Nippon Ichi Software es una compañía que, pese a tener ya una considerable trayectoria, aquí en occidente nos suena como algo nuevo, pues, su primer juego que recibimos es el ya clásico “Disgaea: Hour of Darkness” que apareció ya en la edad madura de PlayStation 2. Tras el éxito de este más tarde llegarían más juegos de dicha compañía nipona, tanto los nuevos proyectos que estaba finalizando como sus antiguas obras, las cuales cuando aparecieron no vieron luz más allá de Japón o, en algún caso, Estados Unidos. Siendo en este mismo país donde los chicos de Nippon Ichi decidieron establecer una filial de su compañía que actuaria como distribuidora propia, lo que potencio especialmente la llegada de sus videojuegos al mercado occidental.
En cuanto al juego que tenemos entre manos, “Prinny: Can I Really be the Hero?”, decir que se trata de un spin-off de la que es la franquicia estrella de la compañía, Disgaea pero... ¿Que son estos tal Prinny?

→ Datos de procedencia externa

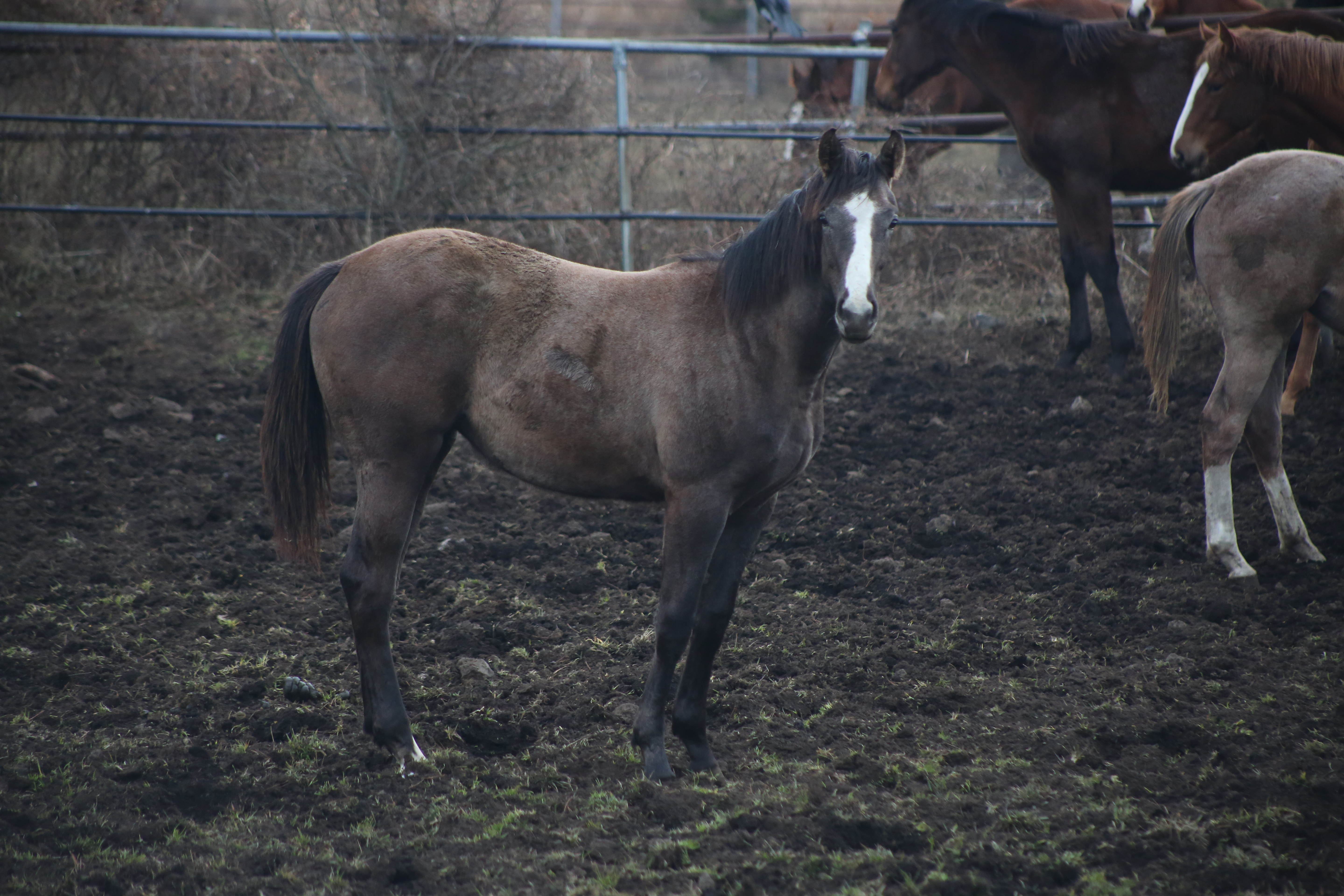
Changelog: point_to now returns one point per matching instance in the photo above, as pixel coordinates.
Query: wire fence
(161, 130)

Pues bien, se tratan de unos simpáticos demonios con apariencia de pingüinos explosivos que en los juegos de Disgaea ejercen el papel de soldados, siempre bajo las ordenes de seres de rango superior o, en el caso del primer Disgaea (cabe recordar que se trata de un juego de rol táctico), bajo el mando de Etna, una carismática chica que en este título para PlayStation Portable también será protagonista.
En cuanto al argumento del programa en cuestión, nos situará como ya he dicho bajo las ordenes de Etna, la cual nos encargará misiones absurdas tales como traerle una ración XXL de bollos para saciar su apetito, amenazándonos de muerte en caso que la desobedezcamos, ahí es nada. El ritmo de las misiones lo iremos pautando a través de un escenario central a partir del que podremos hablar con la chica pelirroja a la vez que compramos items y salimos a la zona de acción.